Les scènes de musique glam rock et disco de l'époque ont connu des moments étranges, mais tout était basé sur l'idée que tout le monde était droit dans la vie réelle. David Bowie a dit à la presse qu'il était étrange dans 1972 et ensuite fort l'a repris en 1983en disant «la plus grande erreur que j'ai jamais commise» a été de dire à la presse «que j'étais bisexuel».

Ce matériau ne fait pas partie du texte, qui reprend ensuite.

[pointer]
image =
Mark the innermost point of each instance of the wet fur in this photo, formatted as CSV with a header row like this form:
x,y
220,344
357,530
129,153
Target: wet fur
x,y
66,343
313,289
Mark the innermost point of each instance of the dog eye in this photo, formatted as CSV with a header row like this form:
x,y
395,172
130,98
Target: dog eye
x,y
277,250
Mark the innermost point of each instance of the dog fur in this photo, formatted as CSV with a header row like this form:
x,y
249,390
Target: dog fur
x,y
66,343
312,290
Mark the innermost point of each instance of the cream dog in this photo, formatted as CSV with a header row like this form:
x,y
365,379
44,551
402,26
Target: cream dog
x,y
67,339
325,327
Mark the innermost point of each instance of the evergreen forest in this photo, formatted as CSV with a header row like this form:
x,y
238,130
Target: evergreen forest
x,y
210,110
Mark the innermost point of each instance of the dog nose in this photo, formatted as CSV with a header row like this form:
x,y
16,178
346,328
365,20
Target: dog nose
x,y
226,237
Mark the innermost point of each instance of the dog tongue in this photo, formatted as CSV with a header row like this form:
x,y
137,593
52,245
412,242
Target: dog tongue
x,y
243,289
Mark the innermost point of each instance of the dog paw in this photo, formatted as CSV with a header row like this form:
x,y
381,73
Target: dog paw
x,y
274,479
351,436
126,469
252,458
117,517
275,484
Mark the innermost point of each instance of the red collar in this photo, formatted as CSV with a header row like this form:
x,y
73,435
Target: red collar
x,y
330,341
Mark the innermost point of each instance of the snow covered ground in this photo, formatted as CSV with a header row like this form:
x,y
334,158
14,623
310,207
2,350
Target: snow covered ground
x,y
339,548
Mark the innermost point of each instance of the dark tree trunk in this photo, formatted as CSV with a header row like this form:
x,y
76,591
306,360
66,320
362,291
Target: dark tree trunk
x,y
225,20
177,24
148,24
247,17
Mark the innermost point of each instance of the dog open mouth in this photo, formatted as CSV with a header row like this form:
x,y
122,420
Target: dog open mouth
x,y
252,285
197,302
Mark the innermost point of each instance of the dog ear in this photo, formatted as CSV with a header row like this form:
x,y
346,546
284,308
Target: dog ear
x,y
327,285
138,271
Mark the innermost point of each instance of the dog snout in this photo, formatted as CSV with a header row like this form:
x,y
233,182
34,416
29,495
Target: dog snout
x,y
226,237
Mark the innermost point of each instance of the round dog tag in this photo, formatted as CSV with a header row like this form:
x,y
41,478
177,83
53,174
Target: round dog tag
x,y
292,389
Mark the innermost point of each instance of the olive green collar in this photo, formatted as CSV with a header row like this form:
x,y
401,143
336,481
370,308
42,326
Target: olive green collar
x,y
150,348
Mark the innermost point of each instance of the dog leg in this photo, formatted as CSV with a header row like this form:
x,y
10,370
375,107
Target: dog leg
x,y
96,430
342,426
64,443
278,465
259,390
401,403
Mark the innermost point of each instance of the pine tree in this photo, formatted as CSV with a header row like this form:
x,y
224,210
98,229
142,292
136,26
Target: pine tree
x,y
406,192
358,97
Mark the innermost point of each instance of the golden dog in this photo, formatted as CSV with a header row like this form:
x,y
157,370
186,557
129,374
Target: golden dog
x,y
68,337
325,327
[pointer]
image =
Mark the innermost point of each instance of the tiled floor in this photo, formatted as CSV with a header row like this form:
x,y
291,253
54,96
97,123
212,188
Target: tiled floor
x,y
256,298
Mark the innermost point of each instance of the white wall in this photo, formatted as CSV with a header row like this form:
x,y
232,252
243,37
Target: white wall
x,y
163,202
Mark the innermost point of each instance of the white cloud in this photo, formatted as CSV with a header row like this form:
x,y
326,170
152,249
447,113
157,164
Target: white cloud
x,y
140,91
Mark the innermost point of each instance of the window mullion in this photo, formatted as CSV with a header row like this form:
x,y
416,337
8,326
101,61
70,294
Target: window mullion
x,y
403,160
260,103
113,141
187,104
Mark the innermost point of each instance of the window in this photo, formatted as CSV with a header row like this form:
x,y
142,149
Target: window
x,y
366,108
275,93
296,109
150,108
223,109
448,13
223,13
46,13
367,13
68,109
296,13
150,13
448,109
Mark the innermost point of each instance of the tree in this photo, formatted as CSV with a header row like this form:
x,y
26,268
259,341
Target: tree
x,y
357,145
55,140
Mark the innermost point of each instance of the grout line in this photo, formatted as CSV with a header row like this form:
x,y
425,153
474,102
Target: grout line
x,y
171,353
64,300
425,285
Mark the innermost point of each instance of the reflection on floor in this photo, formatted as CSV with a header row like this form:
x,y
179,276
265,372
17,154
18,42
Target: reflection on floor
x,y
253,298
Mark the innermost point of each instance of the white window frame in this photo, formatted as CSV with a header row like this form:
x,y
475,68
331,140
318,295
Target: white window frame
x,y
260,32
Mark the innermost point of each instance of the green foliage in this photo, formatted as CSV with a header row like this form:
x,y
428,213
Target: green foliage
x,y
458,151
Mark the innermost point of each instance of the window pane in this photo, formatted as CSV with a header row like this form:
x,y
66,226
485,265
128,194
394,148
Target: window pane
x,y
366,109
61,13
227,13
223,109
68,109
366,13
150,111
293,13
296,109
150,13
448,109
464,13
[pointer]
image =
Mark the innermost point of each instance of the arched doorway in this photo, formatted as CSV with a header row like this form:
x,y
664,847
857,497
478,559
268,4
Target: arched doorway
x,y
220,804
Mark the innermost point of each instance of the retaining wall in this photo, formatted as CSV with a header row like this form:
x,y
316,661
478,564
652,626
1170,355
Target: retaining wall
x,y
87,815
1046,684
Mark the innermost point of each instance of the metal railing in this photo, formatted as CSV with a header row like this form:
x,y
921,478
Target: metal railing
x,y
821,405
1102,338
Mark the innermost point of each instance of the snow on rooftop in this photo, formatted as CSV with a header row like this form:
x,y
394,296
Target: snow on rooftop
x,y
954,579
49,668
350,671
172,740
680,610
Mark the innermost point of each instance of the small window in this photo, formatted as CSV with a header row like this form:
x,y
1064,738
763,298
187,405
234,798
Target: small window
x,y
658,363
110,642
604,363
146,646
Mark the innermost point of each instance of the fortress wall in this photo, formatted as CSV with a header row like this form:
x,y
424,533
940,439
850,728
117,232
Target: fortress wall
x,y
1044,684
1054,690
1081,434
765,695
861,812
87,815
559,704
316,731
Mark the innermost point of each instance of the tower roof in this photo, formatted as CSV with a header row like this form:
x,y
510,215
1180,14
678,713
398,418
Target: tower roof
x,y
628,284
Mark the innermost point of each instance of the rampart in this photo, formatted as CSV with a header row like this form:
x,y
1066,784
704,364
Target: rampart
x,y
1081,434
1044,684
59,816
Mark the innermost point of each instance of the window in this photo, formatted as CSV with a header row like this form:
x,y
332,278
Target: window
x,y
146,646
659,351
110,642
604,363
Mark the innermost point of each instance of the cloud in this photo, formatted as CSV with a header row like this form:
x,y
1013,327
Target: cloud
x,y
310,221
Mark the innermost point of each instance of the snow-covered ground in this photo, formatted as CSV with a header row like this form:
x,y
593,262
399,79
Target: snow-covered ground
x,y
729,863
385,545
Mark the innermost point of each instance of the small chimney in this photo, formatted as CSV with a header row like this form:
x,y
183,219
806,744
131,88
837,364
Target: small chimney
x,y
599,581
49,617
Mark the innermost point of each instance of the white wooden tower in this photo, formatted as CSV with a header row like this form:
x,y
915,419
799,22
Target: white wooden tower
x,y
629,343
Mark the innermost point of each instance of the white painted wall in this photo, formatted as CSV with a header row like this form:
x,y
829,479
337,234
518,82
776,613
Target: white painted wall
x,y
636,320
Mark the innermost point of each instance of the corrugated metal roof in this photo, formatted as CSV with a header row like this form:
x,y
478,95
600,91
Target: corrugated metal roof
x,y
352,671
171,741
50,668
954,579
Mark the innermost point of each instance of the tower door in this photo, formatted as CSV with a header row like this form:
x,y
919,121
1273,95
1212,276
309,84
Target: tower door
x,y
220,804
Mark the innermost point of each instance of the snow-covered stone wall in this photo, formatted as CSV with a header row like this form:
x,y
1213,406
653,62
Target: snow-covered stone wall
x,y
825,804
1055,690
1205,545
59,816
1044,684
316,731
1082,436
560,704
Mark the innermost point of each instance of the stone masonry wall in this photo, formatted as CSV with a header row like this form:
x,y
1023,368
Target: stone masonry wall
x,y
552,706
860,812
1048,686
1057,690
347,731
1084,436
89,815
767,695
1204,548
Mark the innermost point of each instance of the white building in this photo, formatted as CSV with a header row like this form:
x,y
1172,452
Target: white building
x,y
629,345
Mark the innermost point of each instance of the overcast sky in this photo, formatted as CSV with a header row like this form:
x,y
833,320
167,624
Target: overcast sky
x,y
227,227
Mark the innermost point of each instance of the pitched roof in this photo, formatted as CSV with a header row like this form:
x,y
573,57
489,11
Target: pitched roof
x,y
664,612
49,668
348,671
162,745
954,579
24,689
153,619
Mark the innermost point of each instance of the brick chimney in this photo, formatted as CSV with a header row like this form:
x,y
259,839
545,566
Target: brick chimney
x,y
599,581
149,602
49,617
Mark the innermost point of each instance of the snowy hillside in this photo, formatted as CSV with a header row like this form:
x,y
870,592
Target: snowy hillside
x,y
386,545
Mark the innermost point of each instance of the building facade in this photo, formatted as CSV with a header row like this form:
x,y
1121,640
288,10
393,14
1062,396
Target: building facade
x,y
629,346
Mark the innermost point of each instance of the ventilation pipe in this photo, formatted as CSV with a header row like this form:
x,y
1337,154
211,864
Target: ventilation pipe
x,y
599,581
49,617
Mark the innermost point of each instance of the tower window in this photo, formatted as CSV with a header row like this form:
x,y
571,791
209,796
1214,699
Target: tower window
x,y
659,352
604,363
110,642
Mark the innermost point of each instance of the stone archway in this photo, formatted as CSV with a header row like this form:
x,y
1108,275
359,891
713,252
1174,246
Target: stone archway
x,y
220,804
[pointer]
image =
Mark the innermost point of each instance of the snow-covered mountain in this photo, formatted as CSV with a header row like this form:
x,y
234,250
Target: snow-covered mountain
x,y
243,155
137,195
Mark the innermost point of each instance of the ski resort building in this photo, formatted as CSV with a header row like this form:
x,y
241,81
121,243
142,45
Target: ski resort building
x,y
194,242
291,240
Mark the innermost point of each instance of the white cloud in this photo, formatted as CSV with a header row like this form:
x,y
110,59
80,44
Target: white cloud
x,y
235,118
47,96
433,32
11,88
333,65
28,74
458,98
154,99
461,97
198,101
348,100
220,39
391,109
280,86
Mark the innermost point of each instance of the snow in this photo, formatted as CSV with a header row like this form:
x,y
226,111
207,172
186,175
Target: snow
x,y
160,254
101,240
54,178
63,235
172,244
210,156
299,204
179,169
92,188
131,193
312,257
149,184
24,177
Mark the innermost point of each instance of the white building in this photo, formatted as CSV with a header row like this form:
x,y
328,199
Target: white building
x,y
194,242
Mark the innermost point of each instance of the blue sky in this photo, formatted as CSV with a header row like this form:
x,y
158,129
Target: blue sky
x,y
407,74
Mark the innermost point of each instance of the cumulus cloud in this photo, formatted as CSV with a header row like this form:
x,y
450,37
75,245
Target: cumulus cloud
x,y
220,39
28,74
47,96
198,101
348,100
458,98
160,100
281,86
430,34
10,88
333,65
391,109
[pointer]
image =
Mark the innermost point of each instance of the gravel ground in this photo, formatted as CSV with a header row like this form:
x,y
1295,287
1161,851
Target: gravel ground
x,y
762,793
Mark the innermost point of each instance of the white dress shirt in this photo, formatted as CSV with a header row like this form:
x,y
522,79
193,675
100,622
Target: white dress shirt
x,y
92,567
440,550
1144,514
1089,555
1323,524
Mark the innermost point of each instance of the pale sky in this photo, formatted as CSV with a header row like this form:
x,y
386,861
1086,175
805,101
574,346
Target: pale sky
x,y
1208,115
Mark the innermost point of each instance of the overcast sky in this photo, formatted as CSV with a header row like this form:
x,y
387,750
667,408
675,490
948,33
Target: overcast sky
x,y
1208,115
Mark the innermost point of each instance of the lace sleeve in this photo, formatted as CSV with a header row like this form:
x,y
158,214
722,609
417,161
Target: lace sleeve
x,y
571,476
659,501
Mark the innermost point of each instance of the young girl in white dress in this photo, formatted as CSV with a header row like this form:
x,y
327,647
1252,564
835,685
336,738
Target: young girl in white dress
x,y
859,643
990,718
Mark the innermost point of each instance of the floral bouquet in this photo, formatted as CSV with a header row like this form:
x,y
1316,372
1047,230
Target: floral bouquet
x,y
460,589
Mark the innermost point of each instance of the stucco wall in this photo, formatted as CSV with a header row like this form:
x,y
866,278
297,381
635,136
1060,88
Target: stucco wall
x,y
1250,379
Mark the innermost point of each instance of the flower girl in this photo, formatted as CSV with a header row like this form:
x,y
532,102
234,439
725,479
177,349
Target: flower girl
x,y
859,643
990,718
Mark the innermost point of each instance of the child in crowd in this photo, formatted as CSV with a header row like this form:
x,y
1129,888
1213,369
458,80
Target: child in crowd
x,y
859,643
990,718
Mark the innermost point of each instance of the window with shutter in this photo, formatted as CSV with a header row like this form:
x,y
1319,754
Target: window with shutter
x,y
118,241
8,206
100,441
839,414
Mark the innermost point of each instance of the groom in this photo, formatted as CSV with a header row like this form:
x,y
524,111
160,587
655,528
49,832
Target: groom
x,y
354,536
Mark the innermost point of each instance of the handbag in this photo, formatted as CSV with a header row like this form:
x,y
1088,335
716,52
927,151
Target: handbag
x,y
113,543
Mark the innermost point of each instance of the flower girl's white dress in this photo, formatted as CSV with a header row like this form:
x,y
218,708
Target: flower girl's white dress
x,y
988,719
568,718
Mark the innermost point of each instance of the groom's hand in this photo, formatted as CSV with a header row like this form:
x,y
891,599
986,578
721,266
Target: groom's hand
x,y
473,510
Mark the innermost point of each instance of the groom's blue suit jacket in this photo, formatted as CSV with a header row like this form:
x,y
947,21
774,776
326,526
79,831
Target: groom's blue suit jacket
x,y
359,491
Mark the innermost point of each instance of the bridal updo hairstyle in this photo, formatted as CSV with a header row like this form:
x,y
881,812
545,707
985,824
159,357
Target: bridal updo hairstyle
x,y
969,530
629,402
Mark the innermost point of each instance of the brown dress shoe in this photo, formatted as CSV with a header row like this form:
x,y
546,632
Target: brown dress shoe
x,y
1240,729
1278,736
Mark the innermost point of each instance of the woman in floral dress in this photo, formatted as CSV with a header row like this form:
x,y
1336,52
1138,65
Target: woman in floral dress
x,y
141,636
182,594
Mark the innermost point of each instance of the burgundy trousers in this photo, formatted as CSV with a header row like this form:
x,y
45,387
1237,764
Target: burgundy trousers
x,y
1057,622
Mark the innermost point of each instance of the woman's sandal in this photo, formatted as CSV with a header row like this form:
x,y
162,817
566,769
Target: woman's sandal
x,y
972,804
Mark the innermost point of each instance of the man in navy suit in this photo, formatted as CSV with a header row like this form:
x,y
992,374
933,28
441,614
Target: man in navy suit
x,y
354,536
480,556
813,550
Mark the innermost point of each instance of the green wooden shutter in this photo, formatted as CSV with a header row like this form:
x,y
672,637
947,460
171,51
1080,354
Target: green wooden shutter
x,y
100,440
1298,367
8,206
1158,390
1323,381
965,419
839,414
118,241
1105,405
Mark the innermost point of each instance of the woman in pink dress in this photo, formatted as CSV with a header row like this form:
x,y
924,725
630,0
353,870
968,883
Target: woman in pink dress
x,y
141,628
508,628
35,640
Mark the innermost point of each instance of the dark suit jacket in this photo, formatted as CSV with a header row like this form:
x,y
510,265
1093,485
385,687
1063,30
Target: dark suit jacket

Les gens du village étaient uniques parce qu'ils étaient fiers et fiers, mais ils n'étaient pas un hit pour cette raison. Ils ont été un succès parce que le public droit soit ne le savais pas ou ne voulais pas savoir.

Demandez-vous: Quand vous avez dansé pour “YMCA”À votre émission de talents de lycée, saviez-vous que c'était à propos de la culture gay? Je vais deviner que la réponse est non.

La même chose était vraie de la reine. Combien de fans de rock qui ont emballé des stades pour les voir jouer «We Are the Champions» savaient que le chanteur héroïque n'était pas seulement un dieu du rock, mais aussi une fabuleuse icône queer? Pas beaucoup.

Dans les 1980, Mercury abandonna son look glam rock et se coupa les cheveux dans un style populaire dans la sous-culture gay, enfilant une veste en cuir noir et arborant une magnifique moustache enviable. Beaucoup de fans l'ont détesté. Aux Etats-Unis, ils ont jeté des rasoirs sur scène.

Personne à blâmer sauf lui-même?

Quand Mercury est mort à 1991, ses compagnons de groupe ont jugé nécessaire de faire une interview télévisée contester ce que les médias disaient - que Mercure avait attrapé le sida avec sa fête décadente.

Les membres du groupe de Freddie Mercury tentent de mettre les choses au clair.

Le film laisse également entendre que la débauche de Mercury était à blâmer pour son destin.

Dans le film, Mercury abandonne le groupe pour faire un album solo à Munich avec son petit ami diabolique, qui l'attire dans un monde queer louche. Son ex-petite amie le sauve et il retourne au groupe. Mais à ce moment-là, il est trop tard: il est séropositif.

Dans la vraie vie, Mercury n'a pas séparé le groupe, il n'a pas été le premier du groupe à faire un album solo et, bien sûr, faire la fête ne cause pas le sida.

J'espère qu'un jour, quelqu'un fera un meilleur biopic sur Freddie Mercury, un biopic qui décrit avec précision le moment historique dans lequel il a vécu et les défis auxquels il a été confronté. Il le mérite.La Conversation

A propos de l'auteur

Laurie Marhoefer, Professeur agrégé d'histoire, Université de Washington

Cet article est republié de La Conversation sous une licence Creative Commons. Lis le article original.